Still no Sign of Stolen Moore Sculpture
Last Sunday the papers reported of another theft of a valuable bronze from an open-air park setting. It regards the Standing Figure from the Glenkiln Sculpture Park, Dumfries and Galloway, South-West Scotland.
The work by the English artist Henry Moore (1898-1986) had been placed within its grand setting of the Scottish hills by the local landowner Sir William Keswick, who collected between 1951-1976. Scattered over the large estate were another five sculptures, including three by Henry Moore, one by Auguste Rodin and another by Jacob Epstein. The Guardian informs us that Sir William Keswick had once spoken of his sheep farm to the artist, and had said that “its large acreage was unsuitable for agricultural farming because the ground was too rocky”. Instead these large rocks formed beautiful platforms for the sculptures to stand on.
After the theft of the Standing Figure during the weekend, there has been no sign of it since, and the other sculptures have been removed from the park for security reasons.
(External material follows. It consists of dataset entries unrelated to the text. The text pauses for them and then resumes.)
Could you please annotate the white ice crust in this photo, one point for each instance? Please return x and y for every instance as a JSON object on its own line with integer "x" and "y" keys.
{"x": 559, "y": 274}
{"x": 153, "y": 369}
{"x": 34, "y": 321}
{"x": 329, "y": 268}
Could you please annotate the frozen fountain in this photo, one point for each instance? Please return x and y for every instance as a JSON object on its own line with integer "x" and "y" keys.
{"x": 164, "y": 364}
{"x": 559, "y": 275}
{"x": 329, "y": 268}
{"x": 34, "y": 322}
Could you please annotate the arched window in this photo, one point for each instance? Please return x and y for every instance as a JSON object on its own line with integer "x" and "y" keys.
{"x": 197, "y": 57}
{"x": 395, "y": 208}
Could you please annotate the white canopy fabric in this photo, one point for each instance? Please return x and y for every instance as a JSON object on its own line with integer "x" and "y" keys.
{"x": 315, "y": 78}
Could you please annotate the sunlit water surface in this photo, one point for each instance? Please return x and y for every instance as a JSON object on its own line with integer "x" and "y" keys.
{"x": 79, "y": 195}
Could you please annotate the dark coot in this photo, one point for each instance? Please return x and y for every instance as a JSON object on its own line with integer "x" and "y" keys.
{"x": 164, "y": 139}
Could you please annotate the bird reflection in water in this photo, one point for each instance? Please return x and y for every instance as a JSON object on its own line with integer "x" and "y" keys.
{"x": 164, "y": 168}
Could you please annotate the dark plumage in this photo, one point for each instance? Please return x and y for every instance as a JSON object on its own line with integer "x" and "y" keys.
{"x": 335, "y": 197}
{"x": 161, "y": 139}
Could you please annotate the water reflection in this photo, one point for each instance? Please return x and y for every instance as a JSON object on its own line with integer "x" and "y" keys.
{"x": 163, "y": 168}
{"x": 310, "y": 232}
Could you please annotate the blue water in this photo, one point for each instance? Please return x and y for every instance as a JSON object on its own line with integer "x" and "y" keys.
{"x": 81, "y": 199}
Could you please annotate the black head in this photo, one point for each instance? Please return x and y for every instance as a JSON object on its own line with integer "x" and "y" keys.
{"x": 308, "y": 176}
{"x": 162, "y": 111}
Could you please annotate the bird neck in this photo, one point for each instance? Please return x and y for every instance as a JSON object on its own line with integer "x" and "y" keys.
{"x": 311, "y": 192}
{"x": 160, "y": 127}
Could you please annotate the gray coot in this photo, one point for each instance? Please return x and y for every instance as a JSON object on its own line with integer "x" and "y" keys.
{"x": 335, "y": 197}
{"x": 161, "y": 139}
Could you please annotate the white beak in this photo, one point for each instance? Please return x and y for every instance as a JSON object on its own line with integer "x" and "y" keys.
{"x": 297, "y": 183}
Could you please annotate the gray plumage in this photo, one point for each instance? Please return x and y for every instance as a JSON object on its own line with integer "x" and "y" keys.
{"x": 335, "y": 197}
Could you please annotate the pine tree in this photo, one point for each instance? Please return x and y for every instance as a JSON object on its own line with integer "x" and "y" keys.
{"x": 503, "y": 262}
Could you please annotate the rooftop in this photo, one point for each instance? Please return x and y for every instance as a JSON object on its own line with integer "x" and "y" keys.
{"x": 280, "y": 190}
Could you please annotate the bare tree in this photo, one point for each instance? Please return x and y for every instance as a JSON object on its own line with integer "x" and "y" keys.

Over the last fifteen years, there have been a number of thefts of Henry Moore sculptures, which are suspected to have been stolen for the scrap metal value of the bronze, which makes up only a fraction of its artistic value. In 2012 a sundial went missing from the Henry Moore Foundation, Much Hadham. It was found back after having been sold for a mere £46. Unfortunately, a piece that was taken from the same Foundation in 2005 has never been recovered, it was estimated to have a similar value to the current missing bronze of 3 million pounds.